Taurec ⌂, München, Dienstag, 18.05.2010, 20:57 (vor 5841 Tagen) @ BBouvier (5823 Aufrufe)
bearbeitet von Taurec, Dienstag, 18.05.2010, 21:09

Hallo!

Könnte es sein, dass gerade dann, wenn ein Szenario X mit sehr großer
Bestimmtheit
öffentlich vertreten wird, dieses niemals so eintrifft?

Hinzuzufügen ist noch, daß wir mit unseren Szenarien nie den Kern der Sache treffen, denn
- Schauungen sind unscharf
- Schauungen werden verfälscht als Prophezeiungen tradiert
- Prophezeiungen werden von jedem anders verstanden und gedeutet.
- Hinzu kommt eine Dunkelziffer Fälschungen.

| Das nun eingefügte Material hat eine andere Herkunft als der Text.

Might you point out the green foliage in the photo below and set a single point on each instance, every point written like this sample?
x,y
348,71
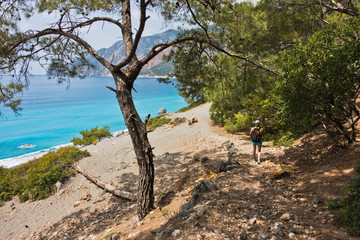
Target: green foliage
x,y
109,235
156,122
284,139
240,122
36,179
8,95
349,215
191,106
92,136
165,211
320,79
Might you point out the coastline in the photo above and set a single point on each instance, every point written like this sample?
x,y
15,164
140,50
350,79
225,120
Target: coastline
x,y
18,160
113,161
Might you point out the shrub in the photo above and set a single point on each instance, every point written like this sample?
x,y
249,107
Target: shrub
x,y
92,136
284,139
156,122
240,122
349,215
191,106
36,179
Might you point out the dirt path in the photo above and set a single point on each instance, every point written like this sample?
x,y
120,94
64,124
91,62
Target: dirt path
x,y
249,203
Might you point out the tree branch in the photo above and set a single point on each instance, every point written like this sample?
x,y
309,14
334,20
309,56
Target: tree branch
x,y
51,31
106,186
161,47
143,18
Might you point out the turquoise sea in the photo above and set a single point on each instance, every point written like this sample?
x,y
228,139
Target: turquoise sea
x,y
55,113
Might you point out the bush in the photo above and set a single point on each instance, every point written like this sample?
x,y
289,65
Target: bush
x,y
92,136
156,122
36,179
240,122
349,215
191,106
285,139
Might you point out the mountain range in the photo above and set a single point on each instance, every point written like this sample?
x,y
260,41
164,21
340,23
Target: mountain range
x,y
156,67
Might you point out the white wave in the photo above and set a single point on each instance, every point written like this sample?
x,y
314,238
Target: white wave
x,y
15,161
27,146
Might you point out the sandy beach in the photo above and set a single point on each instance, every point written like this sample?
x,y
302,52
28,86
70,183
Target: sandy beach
x,y
112,160
248,201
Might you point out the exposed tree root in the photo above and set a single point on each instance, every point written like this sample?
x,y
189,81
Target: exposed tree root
x,y
106,186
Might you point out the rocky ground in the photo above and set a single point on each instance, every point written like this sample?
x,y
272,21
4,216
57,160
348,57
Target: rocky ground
x,y
211,188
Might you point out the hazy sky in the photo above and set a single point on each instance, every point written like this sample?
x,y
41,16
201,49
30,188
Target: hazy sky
x,y
101,35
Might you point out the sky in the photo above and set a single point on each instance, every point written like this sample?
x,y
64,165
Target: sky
x,y
101,35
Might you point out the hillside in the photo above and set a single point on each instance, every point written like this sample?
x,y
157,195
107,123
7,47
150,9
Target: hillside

Die Theorien, die wir uns hier bilden, was laut Schauungen geschehen werde, sind lediglich Annäherungen an die tatsächliche Zukunft.
Insofern stimmt, daß auch ein von einer Minderheit breit erörtertes Szenario, niemals so eintrifft.
Aber die Sache, die (!) trifft ein.

Auch wir werden hier Überraschungen erleben, wenn Schauungen eintreffen, jedoch ganz anders, als immer gedacht.
Ich schätze, die groben Linien werden eintreffen, vielleicht auch die mittleren, aber je weiter es ins Detail geht, desto weiter werden die Szenarien danebenliegen.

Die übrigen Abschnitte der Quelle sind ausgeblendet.